Do not describe these coefficients as causal effects unless the research design supports a causal interpretation.

12.12 Comparison with manuscript

The notebook creates a manuscript comparison table for:

log_distw, comlang_off, contig, wto_joint, EU_joint, EAEU_joint, log_gdp_o, and log_gdp_d.

The manuscript-reported coefficients are stored in:

materials/manuscript-coefficients.csv

The notebook reads this file, merges manuscript coefficients with Python estimates, and calculates python_beta - manuscript_beta.

12.13 Replication Quality Assessment

Replication matters because empirical trade research depends on reproducible data construction, transparent estimation, and honest comparison with the reference study. A student should not claim an extension until the baseline replication is understood.

The coefficient comparison is performed model by model. For each reported coefficient, the notebook records the manuscript value, the Python estimate, the difference, and a match status. The thresholds are:

Status Rule Interpretation
exact abs(difference) < 0.001 The Python result matches the reported coefficient after rounding.
close abs(difference) < 0.01 The result is very near the manuscript value and likely reflects rounding or minor implementation details.
review otherwise The difference requires diagnosis before the result can be treated as replicated.

Rows with absorbed or omitted coefficients are marked as not applicable in the notebook output. Review items should be traced to:

  • sample mismatch;
  • zero-flow treatment;
  • fixed effects;
  • robust versus clustered standard errors;
  • variable definitions;
  • missing values;
  • scaling of trade or GDP.

Exact and close matches validate the main Python implementation. In the current replication, the positive-flow specifications match the manuscript after rounding, which confirms that the core data preparation, variable construction, and baseline estimators are working as intended.

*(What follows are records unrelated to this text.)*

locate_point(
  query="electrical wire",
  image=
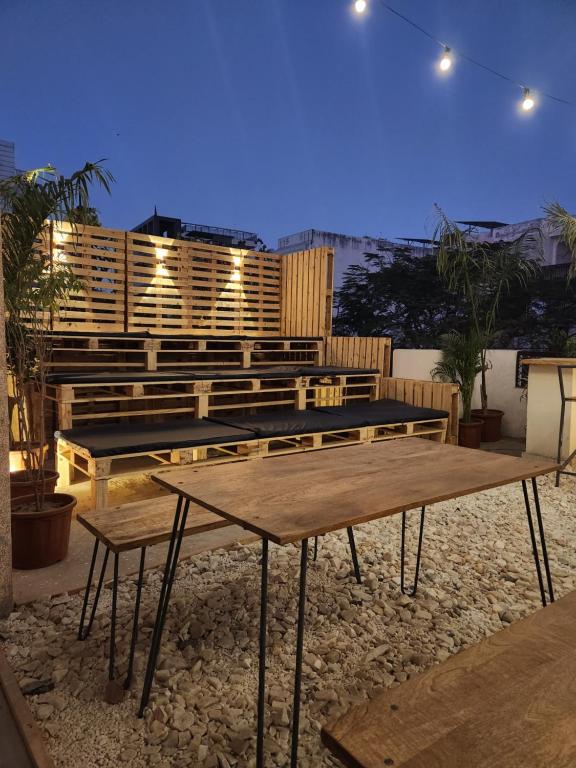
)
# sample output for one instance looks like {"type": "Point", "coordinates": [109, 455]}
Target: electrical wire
{"type": "Point", "coordinates": [469, 59]}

The remaining review items are concentrated in the zero-inclusive models. This reflects a sample-scope difference: the teaching dataset currently contains no zero-flow observations, while the manuscript reports zero-inclusive PPML estimates from a broader sample that retains zero trade flows. This is not a Python failure. It is a reminder that replication depends on using the same data scope.

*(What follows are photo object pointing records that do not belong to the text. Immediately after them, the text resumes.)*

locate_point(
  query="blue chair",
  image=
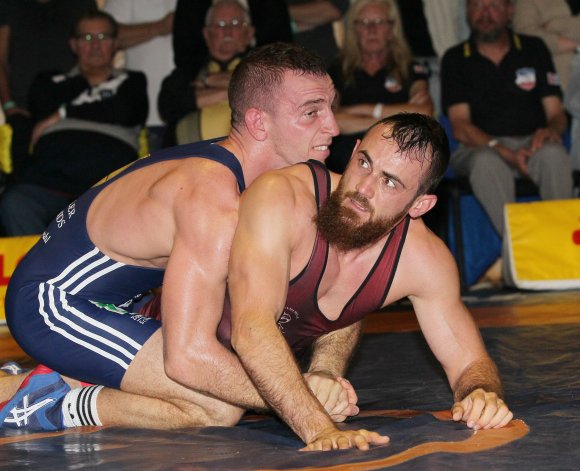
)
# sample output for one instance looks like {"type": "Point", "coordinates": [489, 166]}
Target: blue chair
{"type": "Point", "coordinates": [471, 236]}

Students should never force replication by changing data silently. If estimates do not match, document the discrepancy, identify the likely source, and state whether the issue is data scope, variable construction, fixed effects, standard errors, or estimator behavior.

12.14 Replication caution

Exact replication is stricter than reproducing coefficient signs. The dataset, sample restrictions, transformations, fixed effects, and covariance estimator must match the manuscript. If the Python estimates differ, the correct response is to diagnose the discrepancy, not to force agreement.